All of this comes together in today’s gospel when Jesus says, “Now my hour has come, and when I am lifted up from the earth, I will draw all people to myself”.
What is it that draws people to Jesus? Well, some might say that it was the miracles he worked, or the beauty of his preaching. Jesus himself insists that what will really draw people to him is his death on the cross, his being lifted up. This is because the death of Jesus, brutal, and degrading though it was, proved in a way that nothing else could that Jesus loved God and loved us. It was Jesus, after all, who said that “no one can have greater love than to lay down one’s life for one’s friends”. It was also Jesus, as we heard in today‘s Gospel, who said, “ Unless a grain of wheat falls to the ground and dies, it remains a single grain, but if it dies, it yields a rich harvest”.

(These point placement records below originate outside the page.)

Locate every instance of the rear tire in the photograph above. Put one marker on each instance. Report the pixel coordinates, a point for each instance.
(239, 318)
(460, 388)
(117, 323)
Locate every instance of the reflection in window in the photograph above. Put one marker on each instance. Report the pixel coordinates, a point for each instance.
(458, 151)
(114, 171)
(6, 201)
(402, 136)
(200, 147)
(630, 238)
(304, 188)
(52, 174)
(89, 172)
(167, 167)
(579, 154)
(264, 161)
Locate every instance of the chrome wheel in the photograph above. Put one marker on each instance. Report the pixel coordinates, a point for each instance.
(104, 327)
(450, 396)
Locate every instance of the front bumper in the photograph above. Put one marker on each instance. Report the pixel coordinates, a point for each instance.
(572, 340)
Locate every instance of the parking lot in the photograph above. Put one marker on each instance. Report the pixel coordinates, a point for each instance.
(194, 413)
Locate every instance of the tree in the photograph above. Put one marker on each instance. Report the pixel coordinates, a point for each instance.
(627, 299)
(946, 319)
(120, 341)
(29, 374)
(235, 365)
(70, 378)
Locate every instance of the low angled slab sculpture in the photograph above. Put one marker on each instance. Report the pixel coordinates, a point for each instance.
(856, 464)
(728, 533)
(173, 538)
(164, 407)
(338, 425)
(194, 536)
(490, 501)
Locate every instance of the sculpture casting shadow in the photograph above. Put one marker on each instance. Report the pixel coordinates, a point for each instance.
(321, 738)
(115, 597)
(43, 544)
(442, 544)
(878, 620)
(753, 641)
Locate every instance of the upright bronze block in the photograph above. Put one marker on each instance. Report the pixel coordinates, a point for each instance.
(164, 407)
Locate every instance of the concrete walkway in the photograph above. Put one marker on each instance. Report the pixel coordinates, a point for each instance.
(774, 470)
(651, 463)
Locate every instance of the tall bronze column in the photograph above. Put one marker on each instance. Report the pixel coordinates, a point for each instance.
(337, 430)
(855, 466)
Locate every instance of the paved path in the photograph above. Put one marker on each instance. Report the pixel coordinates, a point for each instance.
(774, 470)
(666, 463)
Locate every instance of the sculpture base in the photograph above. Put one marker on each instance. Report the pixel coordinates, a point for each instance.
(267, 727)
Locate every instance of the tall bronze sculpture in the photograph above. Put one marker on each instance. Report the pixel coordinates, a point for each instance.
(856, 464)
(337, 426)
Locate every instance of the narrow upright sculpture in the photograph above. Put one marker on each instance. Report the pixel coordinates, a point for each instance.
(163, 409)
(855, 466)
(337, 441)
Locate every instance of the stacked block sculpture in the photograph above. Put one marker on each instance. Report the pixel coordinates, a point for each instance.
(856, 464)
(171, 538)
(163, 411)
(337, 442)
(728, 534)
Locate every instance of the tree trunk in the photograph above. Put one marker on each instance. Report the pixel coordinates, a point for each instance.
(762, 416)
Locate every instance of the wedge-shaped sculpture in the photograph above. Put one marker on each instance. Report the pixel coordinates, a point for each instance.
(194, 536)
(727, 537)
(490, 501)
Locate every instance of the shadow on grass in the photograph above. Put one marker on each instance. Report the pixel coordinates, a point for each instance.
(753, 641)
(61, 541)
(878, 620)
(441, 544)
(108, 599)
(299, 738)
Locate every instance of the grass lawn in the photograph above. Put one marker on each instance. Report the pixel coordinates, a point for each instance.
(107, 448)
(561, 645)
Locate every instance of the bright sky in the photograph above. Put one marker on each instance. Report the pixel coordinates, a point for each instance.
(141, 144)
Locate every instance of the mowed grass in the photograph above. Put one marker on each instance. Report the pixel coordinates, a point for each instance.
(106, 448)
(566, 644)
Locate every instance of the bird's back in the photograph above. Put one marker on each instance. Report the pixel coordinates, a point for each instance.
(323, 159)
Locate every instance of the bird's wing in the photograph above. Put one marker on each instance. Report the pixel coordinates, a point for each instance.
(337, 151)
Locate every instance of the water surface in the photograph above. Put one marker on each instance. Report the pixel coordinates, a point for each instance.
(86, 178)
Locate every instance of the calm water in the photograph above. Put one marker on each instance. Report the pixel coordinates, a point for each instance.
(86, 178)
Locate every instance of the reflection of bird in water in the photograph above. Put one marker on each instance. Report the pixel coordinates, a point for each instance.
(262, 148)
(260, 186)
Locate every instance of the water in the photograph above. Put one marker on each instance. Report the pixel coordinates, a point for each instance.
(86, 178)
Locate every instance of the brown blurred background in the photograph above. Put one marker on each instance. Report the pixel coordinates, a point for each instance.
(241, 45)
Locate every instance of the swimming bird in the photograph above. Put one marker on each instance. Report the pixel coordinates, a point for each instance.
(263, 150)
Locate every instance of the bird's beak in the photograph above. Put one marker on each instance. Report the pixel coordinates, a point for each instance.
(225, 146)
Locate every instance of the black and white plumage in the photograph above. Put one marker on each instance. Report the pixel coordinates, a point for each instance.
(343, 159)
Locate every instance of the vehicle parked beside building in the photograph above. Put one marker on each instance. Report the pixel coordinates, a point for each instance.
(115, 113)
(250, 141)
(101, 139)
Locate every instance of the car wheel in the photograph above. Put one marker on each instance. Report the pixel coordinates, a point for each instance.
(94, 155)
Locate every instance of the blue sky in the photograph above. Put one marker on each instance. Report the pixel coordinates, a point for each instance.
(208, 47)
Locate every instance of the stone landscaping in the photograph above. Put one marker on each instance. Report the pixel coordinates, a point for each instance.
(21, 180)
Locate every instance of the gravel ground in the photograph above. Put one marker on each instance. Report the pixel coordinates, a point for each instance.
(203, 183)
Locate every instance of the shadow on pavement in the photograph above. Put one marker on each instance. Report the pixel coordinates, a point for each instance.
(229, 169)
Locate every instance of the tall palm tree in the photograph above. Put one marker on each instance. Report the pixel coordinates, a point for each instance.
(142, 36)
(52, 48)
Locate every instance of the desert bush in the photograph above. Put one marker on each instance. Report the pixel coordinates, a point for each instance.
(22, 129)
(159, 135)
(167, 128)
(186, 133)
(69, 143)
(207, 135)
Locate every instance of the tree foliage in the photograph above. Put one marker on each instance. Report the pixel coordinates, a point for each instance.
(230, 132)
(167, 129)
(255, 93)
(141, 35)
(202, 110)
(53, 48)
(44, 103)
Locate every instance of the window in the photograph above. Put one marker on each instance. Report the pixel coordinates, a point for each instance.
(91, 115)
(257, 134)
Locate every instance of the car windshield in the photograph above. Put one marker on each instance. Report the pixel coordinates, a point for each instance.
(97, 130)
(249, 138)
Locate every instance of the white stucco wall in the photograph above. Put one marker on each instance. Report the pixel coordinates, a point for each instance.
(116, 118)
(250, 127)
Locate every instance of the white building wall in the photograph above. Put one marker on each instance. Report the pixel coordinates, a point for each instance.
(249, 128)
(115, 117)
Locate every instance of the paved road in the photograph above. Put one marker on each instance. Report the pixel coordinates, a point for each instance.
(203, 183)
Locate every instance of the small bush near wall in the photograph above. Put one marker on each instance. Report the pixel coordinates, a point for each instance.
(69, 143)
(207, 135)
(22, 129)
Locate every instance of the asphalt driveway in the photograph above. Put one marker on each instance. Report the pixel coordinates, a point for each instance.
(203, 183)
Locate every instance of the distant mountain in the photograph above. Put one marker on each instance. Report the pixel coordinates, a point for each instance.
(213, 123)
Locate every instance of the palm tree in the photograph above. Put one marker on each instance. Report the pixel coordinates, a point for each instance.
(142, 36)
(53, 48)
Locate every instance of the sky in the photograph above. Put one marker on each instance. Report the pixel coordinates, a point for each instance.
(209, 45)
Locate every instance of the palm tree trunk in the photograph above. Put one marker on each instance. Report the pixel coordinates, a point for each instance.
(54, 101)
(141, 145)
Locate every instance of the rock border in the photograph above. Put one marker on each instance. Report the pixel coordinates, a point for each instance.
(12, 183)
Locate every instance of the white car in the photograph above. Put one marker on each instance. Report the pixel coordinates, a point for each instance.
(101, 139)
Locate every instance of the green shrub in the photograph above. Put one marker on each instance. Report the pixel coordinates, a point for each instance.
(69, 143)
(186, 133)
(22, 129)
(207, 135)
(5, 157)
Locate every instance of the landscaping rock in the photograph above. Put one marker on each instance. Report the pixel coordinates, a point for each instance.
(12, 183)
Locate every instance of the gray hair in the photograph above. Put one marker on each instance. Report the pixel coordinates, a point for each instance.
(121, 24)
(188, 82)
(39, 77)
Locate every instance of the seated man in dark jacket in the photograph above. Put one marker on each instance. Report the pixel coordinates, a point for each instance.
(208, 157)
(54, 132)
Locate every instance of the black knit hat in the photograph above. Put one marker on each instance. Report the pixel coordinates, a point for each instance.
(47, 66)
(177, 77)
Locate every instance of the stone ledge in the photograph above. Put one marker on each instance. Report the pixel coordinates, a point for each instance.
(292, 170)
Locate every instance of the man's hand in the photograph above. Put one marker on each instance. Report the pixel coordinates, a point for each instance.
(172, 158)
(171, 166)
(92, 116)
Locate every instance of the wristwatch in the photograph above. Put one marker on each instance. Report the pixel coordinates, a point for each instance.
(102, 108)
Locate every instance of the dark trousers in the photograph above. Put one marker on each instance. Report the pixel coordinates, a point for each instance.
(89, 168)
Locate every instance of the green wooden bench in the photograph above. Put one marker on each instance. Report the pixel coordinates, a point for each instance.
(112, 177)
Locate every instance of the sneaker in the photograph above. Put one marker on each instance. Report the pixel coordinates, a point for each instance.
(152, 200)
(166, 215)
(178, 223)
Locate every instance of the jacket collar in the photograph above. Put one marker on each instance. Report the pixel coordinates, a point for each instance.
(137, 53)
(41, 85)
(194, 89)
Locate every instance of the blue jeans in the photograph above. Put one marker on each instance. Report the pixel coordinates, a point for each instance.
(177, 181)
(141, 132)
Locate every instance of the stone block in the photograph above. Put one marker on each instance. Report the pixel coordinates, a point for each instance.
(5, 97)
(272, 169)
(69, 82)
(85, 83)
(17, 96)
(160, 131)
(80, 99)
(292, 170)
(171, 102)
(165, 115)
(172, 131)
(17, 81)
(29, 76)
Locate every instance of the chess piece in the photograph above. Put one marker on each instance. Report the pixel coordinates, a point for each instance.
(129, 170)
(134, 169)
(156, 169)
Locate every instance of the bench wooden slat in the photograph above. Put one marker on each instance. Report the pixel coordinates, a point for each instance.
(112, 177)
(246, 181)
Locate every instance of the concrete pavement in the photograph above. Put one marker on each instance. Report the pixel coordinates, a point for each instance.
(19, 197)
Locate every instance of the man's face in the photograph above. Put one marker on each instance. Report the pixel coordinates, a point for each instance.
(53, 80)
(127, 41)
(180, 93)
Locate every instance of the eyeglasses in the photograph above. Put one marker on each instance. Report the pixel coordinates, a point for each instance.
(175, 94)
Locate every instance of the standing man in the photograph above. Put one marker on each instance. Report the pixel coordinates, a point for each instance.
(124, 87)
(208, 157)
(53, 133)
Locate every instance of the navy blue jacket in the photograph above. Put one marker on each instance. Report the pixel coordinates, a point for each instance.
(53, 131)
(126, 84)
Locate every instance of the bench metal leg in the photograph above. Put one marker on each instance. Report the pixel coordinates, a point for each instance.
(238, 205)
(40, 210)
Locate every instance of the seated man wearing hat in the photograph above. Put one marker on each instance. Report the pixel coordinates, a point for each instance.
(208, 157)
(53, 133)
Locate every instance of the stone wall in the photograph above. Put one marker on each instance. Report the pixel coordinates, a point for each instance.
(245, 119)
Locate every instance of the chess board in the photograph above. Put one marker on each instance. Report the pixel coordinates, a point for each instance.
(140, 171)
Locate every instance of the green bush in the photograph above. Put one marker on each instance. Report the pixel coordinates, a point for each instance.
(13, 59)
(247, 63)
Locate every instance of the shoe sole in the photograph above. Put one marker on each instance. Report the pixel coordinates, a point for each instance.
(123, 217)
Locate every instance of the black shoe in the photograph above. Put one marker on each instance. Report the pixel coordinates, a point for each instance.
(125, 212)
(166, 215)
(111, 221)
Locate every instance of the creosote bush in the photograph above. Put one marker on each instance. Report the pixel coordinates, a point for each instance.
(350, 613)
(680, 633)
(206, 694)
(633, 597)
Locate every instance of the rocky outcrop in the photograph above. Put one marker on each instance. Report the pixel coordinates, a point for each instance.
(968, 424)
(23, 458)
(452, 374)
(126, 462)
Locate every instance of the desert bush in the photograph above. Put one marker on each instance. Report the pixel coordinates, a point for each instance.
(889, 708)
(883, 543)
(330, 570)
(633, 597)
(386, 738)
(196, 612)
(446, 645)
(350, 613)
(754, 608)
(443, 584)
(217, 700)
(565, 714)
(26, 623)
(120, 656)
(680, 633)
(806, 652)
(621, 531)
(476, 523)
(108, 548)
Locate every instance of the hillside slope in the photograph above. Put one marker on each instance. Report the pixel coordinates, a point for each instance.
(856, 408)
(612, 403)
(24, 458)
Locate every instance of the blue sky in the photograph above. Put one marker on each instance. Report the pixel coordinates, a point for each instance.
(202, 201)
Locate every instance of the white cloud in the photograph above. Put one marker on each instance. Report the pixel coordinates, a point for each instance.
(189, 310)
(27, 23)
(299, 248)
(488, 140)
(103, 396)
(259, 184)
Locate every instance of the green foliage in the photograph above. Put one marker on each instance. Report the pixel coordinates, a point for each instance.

Because the death of Jesus was the final act of love in a life lived in love, the Cross, rather than being a source of scandal or a place of defeat, becomes a source of life for us and, we might say, an explanation of what Jesus meant when He said to His disciples, “I am the way”. Self-sacrificing love for others, in imitation of Jesus, is that the very heart of our vocation as Christians. We have gathered in the Church today to celebrate the Eucharist: we gather to draw strength from each other’s faith and encouragement, we gather to listen carefully to the word of God, and we gather in particular to enter into a deep communion with the Lord Jesus through receiving his body and blood. And we do all this so that we can respond, generously and faithfully, to his command, which we hear repeated at every Mass after the consecration of the bread and wine: do this in memory of me. Just as I have given everything I have and everything I am for you, so now, if you wish to be my disciples, you must do the same: give everything you have, and everything you are in generous and self-sacrificing love for the good others.
It is easy for us to make the mistake of thinking that it is only Jesus who, like a grain of wheat, falls to the ground and dies, so that He might bear much fruit. In reality, His words are as much a challenge for us to respond to the way of Jesus as generously as Jesus Himself responded to the will of his Father. Every time we come to Mass, and every time we receive the Lord Jesus in holy communion, we are both reminded and given the grace to live our lives for the good of others.
As our Lenten journey begins to come to an end over the next few weeks, we might pray for the grace to be able to see and respond to all those ways in which other people’s lives can be happier and fuller, because, as true disciples of Jesus, are a part of their lives.
May this church, and the parish it serves, help us all to grow into committed and faithful disciples of the Lord who calls us.